30 mai 2008
Femmes qui courent...
Dernier extrait de cet essai à la Bruno Bettelheim:
"J'aime énormément cette tâche initiatique qui requiert d'une femme qu'elle nettoie les personae, les signes vestimentaires de l'autorité de la grande Yaga de la forêt. Ce faisant, l'initiée verra de quelle manière sont cousus les habits de la persona. Elle aura bientôt un peu de ces personae qu'elle pourra placer dans ses placards, auprès des autres qu'elle a façonnées au cours de son existence.
On imagine facilement que les marques d'autorité de Baba Yaga - ses vêtements - sont de la même étoffe que sa constitution psychologique - solide et résistante. Faire sa lessive, c'est donc, métaphoriquement, apprendre à reconnaître, examiner et intégrer cette association de qualités et apprendre comment trier, repriser et rénover la psyché instinctive par une purificatio, un lavage des fibres de l'être."
Clarissa Pinkola Estés, Femmes qui courent avec les loups, 2001.
Humm, que sur les cintres de notre penderie vivent nos différents moi, facettes multiples de notre passionnante personnalité, les magazines féminins nous l'expliquent volontiers, qui cherchent désespérément à nous faire remplir nos armoires d'un tas de machins que nous ne porterons qu'une fois... mais la lessive comme processus analytique, ça c'est original et me paraît encore plus fort!
Merci Anne pour cette contribution!
23 mai 2008
Baba Yaga
Baba Yaga a déjà pointé le bout de son maléfique nez sur dentelles d'encre, en 2005 - cela ne rajeunit guère notre blogue collaboratif...
La revoici, citée par Clarissa Pinkola Estés, dans une métaphore textile et ménagère... étonnante:
"Baba Yaga est le modèle à suivre pour être fidèle au Soi.
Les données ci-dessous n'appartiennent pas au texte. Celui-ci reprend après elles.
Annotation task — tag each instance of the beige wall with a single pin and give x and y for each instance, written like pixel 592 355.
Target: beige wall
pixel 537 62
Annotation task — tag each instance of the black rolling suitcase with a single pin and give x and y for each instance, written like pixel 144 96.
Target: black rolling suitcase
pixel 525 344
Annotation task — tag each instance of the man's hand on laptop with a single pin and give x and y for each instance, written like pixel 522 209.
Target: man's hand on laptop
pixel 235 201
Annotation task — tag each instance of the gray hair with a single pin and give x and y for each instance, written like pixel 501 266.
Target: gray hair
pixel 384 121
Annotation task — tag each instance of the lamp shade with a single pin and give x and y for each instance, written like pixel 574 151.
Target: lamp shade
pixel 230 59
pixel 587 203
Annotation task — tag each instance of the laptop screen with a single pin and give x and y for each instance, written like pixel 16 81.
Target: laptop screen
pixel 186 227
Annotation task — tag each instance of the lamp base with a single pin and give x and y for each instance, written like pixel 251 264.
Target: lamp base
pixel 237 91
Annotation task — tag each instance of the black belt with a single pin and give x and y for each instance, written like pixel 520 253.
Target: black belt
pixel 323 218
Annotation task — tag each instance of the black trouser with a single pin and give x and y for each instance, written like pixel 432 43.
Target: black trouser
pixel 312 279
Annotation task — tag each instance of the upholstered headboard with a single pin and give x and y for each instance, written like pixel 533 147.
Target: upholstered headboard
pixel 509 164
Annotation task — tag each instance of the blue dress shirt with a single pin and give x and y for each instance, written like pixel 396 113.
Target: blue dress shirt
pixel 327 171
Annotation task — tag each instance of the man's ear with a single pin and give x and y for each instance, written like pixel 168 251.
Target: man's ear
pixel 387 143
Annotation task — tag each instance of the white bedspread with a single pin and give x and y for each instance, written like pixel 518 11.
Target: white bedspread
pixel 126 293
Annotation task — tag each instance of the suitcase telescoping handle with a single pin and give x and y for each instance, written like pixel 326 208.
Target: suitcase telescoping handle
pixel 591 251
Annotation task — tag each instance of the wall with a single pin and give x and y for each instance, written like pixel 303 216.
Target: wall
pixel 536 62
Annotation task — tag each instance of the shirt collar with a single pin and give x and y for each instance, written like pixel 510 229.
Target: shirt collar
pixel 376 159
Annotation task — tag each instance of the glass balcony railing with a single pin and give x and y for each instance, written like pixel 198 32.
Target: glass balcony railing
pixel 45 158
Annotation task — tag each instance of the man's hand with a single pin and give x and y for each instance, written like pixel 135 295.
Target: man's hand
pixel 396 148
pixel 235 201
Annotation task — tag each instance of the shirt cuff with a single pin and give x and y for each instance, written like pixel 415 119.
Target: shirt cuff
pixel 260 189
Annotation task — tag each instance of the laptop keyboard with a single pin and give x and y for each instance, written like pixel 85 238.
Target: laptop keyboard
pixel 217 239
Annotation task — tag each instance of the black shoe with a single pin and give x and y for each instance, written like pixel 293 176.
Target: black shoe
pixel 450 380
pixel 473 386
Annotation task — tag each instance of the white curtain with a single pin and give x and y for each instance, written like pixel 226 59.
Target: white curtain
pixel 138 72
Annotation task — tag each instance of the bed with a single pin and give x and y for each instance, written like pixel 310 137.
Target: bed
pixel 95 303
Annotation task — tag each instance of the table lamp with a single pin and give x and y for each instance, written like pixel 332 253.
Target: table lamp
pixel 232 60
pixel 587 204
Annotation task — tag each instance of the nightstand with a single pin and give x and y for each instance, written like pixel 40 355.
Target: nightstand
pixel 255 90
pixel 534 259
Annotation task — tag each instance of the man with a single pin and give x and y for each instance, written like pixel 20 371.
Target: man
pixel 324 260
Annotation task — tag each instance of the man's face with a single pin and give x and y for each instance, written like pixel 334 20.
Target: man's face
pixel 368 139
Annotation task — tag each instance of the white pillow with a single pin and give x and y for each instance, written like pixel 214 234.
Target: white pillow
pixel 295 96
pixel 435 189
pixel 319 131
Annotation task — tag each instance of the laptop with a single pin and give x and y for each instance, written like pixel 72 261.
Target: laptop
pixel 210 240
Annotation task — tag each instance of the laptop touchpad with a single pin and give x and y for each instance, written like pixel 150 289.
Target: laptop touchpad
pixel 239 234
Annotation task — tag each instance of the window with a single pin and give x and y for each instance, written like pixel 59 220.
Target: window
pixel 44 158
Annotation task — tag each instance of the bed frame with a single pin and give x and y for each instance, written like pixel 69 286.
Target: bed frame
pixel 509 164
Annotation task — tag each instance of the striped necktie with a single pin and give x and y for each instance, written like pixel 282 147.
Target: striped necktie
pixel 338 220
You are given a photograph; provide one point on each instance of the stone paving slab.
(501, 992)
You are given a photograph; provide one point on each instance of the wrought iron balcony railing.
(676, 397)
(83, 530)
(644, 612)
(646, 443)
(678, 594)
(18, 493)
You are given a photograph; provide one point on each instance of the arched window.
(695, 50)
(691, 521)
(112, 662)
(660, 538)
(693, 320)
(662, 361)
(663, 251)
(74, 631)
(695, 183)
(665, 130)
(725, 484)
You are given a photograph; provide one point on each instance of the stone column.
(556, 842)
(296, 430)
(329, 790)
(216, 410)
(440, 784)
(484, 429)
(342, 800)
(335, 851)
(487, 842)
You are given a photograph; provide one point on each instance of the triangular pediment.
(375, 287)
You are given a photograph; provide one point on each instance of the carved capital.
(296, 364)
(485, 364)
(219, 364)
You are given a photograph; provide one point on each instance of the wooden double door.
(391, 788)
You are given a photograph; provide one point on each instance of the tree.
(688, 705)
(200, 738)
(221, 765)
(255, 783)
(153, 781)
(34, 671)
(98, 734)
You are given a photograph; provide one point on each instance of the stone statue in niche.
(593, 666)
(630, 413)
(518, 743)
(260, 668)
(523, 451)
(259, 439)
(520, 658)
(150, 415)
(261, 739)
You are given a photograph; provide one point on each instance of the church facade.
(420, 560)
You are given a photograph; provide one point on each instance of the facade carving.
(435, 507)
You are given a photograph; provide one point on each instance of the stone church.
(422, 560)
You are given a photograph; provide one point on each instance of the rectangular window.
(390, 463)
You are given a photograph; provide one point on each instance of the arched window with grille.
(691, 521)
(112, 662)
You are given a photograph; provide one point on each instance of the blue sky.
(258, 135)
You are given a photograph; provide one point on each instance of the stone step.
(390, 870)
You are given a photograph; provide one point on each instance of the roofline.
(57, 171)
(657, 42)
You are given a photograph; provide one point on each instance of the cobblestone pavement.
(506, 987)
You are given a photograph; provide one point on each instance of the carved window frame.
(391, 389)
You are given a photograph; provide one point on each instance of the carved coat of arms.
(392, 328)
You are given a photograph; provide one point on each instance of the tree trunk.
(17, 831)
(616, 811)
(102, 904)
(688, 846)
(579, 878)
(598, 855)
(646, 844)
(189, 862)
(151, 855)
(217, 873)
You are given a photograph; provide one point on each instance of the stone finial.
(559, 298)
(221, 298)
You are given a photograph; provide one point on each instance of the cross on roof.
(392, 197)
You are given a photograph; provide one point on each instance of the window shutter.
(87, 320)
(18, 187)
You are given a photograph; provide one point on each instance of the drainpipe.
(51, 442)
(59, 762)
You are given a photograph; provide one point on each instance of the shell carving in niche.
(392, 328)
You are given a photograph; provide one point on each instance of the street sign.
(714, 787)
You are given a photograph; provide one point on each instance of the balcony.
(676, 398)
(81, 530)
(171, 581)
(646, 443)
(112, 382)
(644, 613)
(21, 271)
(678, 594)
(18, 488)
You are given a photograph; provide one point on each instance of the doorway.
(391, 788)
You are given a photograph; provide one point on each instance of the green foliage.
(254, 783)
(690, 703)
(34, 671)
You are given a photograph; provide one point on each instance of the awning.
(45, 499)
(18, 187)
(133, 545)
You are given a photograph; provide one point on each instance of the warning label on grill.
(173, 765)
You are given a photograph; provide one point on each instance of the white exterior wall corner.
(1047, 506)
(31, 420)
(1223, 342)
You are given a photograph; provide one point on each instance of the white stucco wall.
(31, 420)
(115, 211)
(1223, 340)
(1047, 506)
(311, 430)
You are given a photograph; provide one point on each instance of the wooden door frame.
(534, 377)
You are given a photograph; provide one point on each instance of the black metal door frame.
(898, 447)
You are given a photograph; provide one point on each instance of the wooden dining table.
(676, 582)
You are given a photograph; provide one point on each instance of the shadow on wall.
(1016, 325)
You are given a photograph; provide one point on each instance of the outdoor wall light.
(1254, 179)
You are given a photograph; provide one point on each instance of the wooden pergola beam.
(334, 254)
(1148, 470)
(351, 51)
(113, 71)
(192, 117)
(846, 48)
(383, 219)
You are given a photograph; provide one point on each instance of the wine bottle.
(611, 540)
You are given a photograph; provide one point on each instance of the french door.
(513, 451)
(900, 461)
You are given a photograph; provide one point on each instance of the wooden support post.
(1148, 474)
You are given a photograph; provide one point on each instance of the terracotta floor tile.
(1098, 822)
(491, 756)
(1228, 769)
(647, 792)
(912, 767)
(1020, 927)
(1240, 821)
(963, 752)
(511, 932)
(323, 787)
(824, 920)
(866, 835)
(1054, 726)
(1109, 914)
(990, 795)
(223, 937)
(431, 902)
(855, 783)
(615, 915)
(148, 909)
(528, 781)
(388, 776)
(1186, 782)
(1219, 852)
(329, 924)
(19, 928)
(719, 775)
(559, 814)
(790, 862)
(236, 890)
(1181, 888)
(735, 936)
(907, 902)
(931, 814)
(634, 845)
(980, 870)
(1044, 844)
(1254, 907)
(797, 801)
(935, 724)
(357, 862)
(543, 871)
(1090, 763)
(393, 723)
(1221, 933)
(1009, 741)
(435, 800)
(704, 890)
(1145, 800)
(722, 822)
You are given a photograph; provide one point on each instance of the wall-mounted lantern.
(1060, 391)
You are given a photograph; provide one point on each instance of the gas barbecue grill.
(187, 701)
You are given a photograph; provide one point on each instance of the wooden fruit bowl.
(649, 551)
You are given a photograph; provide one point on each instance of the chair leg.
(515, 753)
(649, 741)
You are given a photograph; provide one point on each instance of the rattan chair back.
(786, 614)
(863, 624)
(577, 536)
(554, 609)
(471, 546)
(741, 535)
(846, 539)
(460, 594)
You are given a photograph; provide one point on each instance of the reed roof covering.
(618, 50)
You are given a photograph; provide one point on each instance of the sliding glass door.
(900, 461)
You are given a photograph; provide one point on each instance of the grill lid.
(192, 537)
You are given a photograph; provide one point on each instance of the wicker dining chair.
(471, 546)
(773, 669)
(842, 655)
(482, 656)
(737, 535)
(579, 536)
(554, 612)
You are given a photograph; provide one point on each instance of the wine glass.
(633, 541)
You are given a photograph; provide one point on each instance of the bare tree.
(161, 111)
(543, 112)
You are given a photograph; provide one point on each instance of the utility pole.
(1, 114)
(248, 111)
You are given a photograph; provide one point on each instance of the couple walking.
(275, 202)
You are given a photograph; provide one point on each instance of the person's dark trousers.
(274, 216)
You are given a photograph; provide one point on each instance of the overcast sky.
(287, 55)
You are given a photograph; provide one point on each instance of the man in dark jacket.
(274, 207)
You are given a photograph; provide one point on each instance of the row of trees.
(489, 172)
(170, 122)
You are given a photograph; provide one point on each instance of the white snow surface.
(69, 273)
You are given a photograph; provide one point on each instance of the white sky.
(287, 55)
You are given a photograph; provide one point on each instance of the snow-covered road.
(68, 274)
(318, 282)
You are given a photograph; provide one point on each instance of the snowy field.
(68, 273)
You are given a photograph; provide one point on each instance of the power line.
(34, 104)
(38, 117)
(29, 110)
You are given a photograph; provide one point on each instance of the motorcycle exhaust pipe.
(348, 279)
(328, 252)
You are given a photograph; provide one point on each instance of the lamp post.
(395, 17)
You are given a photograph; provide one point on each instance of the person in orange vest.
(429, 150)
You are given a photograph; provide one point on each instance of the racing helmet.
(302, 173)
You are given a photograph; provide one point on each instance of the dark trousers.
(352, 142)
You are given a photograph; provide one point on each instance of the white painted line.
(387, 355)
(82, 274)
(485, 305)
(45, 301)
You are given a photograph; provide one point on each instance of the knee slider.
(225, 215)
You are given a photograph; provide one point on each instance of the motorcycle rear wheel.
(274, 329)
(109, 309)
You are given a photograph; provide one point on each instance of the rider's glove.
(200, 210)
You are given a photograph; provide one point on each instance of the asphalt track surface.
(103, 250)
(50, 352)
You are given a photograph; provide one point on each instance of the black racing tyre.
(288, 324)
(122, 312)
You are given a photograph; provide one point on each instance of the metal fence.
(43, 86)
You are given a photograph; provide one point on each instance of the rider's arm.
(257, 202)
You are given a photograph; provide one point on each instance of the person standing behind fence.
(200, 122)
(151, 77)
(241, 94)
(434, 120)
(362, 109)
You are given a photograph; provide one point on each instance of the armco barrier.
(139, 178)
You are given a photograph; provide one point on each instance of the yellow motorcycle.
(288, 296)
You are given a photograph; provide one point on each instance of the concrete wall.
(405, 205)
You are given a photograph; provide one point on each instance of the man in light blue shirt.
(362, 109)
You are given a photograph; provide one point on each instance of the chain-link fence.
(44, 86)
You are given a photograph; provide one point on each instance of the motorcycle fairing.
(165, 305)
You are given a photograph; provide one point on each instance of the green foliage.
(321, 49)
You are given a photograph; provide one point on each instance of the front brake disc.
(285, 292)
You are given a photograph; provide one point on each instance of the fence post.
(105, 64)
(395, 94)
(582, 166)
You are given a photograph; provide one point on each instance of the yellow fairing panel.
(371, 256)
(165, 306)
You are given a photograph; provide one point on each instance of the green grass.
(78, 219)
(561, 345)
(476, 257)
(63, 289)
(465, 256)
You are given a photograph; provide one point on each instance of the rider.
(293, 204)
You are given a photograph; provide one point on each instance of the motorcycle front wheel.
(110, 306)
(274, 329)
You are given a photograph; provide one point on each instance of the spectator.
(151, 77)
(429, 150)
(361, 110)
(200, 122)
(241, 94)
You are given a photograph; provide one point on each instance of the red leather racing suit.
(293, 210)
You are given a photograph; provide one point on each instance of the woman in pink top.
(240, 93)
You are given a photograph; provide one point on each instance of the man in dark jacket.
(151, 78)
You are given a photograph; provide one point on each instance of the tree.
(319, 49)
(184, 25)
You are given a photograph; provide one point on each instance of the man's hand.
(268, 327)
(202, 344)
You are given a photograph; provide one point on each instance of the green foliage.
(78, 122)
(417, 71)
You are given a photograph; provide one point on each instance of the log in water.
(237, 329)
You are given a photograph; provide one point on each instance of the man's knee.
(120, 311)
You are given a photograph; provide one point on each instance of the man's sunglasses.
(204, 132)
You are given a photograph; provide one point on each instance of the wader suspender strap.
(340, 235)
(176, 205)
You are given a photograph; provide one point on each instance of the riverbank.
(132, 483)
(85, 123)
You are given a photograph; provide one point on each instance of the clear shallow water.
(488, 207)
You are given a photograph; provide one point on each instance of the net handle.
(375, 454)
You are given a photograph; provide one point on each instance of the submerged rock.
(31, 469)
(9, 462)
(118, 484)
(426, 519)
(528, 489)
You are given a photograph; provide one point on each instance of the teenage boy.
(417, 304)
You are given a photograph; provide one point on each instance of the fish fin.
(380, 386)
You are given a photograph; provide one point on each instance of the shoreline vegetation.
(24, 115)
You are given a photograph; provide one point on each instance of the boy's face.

Elle apprend à la fois la mort et le renouveau.
Dans le conte, elle enseigne à Vassilissa à prendre soin de la maison du féminin sauvage. C'est un fabuleux symbole que de laver les vêtements de Baba Yaga. Dans certains pays, aujourd'hui encore, on descend à la rivière pour y laver son linge et l'on se livre aux ablutions rituelles par lesquelles on rénove le tissu depuis l'origine des temps. On ne pourrait trouver mieux pour évoquer le nettoyage et la purification de la psyché dans son intégralité.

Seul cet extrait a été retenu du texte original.